Endura Xtract Jacket: Final Review- by Guitar Ted

The Endura Xtract Jacket has been bouncing around with me all Summer long, and now it is time to give my final words on this packable jacket. My First Impressions can be found HERE. Now let’s go ahead and see how this jacket held up for the past three plus months.


The Xtract Jacket came in handy a few times.

This jacket was a great little bundle of “insurance” for me on almost every ride I did ever since the testing period began back in May. While I didn’t have to use it very often, it manifested itself as being a very handy bit of clothing when I did use it. A few examples of this were when I was camping in May, and had to run down to use the restroom on the camp grounds, and it was pouring rain.
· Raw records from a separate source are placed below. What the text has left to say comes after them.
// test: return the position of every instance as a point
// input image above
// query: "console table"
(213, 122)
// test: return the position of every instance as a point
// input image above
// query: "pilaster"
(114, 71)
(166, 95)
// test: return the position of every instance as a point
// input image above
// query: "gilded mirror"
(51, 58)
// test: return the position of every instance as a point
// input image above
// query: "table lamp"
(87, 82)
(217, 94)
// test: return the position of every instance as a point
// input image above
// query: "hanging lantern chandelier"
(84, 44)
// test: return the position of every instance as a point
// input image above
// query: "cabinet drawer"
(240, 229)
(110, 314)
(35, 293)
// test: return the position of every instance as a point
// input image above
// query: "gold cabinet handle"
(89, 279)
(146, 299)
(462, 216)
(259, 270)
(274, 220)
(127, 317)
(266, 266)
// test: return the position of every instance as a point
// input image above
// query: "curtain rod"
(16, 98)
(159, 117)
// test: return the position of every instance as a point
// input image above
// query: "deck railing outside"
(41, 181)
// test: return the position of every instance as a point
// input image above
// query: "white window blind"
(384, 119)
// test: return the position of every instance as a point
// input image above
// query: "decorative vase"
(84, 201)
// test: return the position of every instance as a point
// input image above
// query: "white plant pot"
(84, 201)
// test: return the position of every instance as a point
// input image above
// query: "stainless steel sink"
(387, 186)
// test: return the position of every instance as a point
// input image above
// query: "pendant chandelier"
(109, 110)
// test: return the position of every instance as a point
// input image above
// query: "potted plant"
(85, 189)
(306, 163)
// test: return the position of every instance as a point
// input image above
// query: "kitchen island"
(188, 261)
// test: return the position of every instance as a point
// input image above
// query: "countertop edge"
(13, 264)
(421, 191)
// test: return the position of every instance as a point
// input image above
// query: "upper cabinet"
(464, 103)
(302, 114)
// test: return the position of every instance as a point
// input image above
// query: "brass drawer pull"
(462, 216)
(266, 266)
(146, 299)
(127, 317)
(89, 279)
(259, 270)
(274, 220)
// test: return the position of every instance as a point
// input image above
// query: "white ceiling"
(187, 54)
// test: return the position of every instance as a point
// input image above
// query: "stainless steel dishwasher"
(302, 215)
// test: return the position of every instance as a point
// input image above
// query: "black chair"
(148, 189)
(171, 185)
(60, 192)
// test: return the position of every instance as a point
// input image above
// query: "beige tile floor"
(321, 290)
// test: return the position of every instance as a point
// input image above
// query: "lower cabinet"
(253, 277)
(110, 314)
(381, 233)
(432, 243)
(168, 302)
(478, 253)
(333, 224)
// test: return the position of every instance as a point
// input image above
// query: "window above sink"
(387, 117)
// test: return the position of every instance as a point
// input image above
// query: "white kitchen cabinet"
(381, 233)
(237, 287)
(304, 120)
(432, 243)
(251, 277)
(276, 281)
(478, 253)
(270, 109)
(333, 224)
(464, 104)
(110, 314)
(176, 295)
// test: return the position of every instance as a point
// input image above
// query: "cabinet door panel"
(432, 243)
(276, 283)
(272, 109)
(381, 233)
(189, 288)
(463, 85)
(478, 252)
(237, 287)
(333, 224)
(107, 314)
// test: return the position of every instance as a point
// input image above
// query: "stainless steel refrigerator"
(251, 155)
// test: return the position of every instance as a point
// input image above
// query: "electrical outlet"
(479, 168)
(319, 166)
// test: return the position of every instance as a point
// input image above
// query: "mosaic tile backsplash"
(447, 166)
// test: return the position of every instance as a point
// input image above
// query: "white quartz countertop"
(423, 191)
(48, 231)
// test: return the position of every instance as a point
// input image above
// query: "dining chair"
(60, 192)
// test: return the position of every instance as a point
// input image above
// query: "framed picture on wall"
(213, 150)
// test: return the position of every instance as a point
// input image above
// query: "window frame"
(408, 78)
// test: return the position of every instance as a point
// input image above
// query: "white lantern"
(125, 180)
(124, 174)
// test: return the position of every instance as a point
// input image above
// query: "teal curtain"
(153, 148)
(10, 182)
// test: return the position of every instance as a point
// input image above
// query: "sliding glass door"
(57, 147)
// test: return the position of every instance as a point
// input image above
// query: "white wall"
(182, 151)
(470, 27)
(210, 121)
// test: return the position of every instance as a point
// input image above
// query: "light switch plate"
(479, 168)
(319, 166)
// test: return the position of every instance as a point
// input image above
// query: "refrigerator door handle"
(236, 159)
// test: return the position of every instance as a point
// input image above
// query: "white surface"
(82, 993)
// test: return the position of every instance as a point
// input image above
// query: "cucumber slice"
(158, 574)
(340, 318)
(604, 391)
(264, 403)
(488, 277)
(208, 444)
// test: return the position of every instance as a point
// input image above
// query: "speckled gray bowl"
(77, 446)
The Xtract was easily fetched from the tent’s gear loft, thrown on, and when I returned was tossed in the vestibule till morning. Another time was when I was attending an automobile race and I had the Xtract along, since it fit into my cargo shorts pocket, and we had a rain delay to live through. I also actually did get caught a couple of times in brief showers on the bicycle, (see image above), where I was really glad for the Xtract’s pack-ability and effective rain shower protection.


It really leaves no reason not to pack it along. The Xtract packs quite small!

The Xtract Jacket packs so small, that I really found no reason to ever leave it behind. It is also very light. At 230 grams in its stuff sack, it wasn’t an issue to have it either in my hydration pack, my frame bags, or my commuter bag. So, on a purely convenience oriented viewpoint, the Xtract Jacket scores quite high on my scale of judgement.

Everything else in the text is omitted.